250 g butter, at room temperature
2 cups sugar
1/3 cup grated lemon zest (6-8 large lemons)
1/2 cup lemon juice
4 eggs
400 g Greek-style yoghurt
3 cups self raising flour, sifted
1 tsp baking soda
1 tsp vanilla extract
- Preheat oven to 180°C. Line base and sides of 2 x 7cm-deep, 10.5cm x 20.5cm (base) loaf pan with baking paper, allowing a 2cm overhang at both long ends.
- Cream the butter, sugar and lemon zest with an electric mixer until light and fluffy. With the mixer on medium speed, add the eggs, 1 at a time.
- Combine lemon juice, yoghurt, and vanilla in a separate bowl.
- Add the flour, baking soda and yoghurt mixtures alternately to the batter, beginning and ending with the flour.
- Divide the batter evenly between the pans, smooth the tops, and bake for 45 minutes to 1 hour, until a cake tester comes out clean.
For the body:
- 1 packet of Orchard icing
- Food dye
- 1 packet of dark melting chocolate
- 1 Kinder Surprise or Easter egg (for the eyes)
- Apricot jam
- Prepare your mounting board if needed. I use a large wooden chopping board covered with gift wrapping foil.
- Shape the cake and round any edges. You will need a head, thorax and abdomen. I made the head and thorax out of one loaf but cutting 1/3 of the end of the cake (for the head) and the rest for the thorax. I rounded the head and made the thorax pointed at one end. The second loaf was used for the abdomen. Mine ended looking up like so:
- Using bamboo skewers, join the 3 body pieces together as below. I used two skewers to attach the head to the thorax, through the front of the head. I used one skewer to attach through the top of the abdomen through to the thorax.
- Roll out the Orchard icing as per instructions. I chose to colour my wasp orange. Make strips for the segments on the abdomen.
- Start with the abdomen. Brush the abdomen with apricot jam. Lay the strips of icing over the top of the cake and press gently so it attaches to the cake.
- For the thorax, I rolled out a big square of icing, laid it over the top of the cake and with a sharp knife I cut it to shape. I rolled the icing back to apply the jam onto the cake, and then pressed the icing back into place.

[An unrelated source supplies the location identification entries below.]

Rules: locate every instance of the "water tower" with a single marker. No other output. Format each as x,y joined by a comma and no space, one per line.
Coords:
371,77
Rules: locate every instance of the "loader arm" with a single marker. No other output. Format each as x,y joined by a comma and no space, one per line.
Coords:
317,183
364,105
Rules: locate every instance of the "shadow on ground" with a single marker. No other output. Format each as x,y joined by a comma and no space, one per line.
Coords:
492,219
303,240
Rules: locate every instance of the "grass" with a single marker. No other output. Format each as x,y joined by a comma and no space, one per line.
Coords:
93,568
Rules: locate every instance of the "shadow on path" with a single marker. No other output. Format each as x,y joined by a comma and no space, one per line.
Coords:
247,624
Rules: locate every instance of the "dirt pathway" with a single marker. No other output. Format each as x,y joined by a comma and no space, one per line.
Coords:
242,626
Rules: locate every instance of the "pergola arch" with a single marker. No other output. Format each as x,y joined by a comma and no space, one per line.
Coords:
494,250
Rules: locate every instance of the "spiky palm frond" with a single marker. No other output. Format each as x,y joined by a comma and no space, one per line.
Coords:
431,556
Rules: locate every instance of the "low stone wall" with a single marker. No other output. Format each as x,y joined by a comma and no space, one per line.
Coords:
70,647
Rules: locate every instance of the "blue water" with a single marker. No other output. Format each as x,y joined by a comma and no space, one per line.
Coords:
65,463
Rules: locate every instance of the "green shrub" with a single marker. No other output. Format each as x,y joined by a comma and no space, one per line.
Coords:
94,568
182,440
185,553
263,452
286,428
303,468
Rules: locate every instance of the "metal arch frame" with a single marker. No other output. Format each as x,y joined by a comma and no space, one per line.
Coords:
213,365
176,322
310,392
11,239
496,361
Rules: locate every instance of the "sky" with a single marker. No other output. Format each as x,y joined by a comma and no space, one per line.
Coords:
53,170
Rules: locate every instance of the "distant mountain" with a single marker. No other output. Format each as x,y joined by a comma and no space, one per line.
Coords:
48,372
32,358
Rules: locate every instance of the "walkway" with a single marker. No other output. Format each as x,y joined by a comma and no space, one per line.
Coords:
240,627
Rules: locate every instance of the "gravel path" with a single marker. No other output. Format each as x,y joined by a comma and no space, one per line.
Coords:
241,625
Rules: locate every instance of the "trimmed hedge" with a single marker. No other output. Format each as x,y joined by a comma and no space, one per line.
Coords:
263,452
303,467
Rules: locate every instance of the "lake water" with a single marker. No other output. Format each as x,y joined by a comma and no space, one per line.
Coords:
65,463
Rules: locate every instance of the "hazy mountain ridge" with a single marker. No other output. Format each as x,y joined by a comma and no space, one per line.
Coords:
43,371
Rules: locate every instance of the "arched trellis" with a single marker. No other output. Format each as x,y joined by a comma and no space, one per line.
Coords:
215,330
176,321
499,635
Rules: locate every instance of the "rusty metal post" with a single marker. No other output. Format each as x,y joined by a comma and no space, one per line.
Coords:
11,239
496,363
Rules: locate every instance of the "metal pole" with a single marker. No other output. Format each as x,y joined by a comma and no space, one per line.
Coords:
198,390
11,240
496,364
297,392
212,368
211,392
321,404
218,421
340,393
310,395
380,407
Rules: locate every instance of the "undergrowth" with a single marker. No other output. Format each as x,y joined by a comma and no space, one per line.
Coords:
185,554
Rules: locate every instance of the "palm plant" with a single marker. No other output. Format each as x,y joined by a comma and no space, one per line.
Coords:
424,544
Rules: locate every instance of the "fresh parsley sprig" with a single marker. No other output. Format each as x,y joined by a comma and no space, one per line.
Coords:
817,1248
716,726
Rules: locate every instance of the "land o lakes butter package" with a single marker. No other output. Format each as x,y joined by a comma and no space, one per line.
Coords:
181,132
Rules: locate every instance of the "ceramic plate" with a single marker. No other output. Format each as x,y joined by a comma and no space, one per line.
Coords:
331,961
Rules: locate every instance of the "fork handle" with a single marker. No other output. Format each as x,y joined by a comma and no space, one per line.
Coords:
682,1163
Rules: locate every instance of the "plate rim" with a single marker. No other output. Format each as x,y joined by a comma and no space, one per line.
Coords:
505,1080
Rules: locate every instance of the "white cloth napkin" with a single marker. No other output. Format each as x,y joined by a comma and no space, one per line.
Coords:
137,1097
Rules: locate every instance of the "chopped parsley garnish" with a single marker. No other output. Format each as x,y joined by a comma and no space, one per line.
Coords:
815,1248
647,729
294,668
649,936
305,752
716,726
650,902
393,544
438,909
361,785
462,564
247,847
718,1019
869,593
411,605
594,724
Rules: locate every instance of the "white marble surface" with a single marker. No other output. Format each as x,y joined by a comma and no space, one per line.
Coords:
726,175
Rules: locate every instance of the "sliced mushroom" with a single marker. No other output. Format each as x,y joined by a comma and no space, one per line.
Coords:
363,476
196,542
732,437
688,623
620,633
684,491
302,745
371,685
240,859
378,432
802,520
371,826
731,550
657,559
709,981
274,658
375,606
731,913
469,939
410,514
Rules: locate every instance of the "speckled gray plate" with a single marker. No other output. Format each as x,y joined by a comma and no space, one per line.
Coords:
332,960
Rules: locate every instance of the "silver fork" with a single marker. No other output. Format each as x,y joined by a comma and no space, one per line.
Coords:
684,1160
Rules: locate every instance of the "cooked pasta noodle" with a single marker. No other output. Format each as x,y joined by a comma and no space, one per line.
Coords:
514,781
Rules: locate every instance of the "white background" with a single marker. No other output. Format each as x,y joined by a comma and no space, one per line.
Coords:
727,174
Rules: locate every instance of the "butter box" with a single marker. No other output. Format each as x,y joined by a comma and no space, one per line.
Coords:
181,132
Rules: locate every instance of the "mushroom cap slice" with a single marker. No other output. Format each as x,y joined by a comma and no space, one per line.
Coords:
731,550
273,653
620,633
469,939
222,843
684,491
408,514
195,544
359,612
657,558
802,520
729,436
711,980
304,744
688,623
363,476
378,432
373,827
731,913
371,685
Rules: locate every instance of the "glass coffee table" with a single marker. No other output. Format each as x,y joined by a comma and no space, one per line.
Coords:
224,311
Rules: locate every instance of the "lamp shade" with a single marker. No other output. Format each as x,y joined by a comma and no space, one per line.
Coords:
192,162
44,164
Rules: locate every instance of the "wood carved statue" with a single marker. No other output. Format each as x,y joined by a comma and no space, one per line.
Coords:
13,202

- For the head, I removed the cake head piece, rolled out circle of icing, brushed the cake with jam and wrapped the icing around it. I stuck the head back on.
- 1 x 500 g packet of air drying clay
- Aluminium foil
- 500 g packet castor sugar
- 1/2 cup water
- Lightly coat the aluminium covered moulds with spray oil.
- In a saucepan (don't use a dark coloured saucepan!), heat 250 g sugar and 1/4 cup of water together. Leave it to bubble, without stirring, until it turns golden brown.
- Quickly pour it into the prepared moulds. Leave to set on the bench for 30 mins.
- Avoid getting water on your toffee or it will turn to liquid.
For the legs, antennae and eyes:
- Melt your dark chocolate. I'm lazy and melt chocolate in the microwave.
- Lay down a sheet of aluminium foil on the bench. Using a teaspoon and a skewer, spoon out chocolate onto the foil and smooth out to make the shape of a leg. Leave to set for a few minutes, then turn the leg over. Apply chocolate to the other side to give the leg more "body".
- For the antenna, carefully draw a thin line of chocolate across the foil with the edge of the teaspoon. Build up the chocolate with a few extra layers if it's too fragile. It doesn't matter if it looks a bit blobby or rough: wasp antennae are moniliform!
- I attached the legs to the body by literally shoving the edge of the leg straight into the cake.
- I gently pried open the kinder surprise using a sharp knife, then wedged the halves into the side of the head. I then attached the antennae in the same fashion as I attached the legs.
- Using a paintbrush, I made lines across the back of the plates of the abdomen with melted chocolate.
- This was a challenge that I hadn't really thought through when I started the whole project. In the end, I jammed the wings into the back of the head, which seemed to work fine. I needed to remove them for transportation though. I would probably do this right before the cake is to be presented, or alternatively make the wings thinner in future, because the weight was a bit too much for the head in the end, and it ended up partly caving in. It was able to be patched, but just a reminder for myself for the future.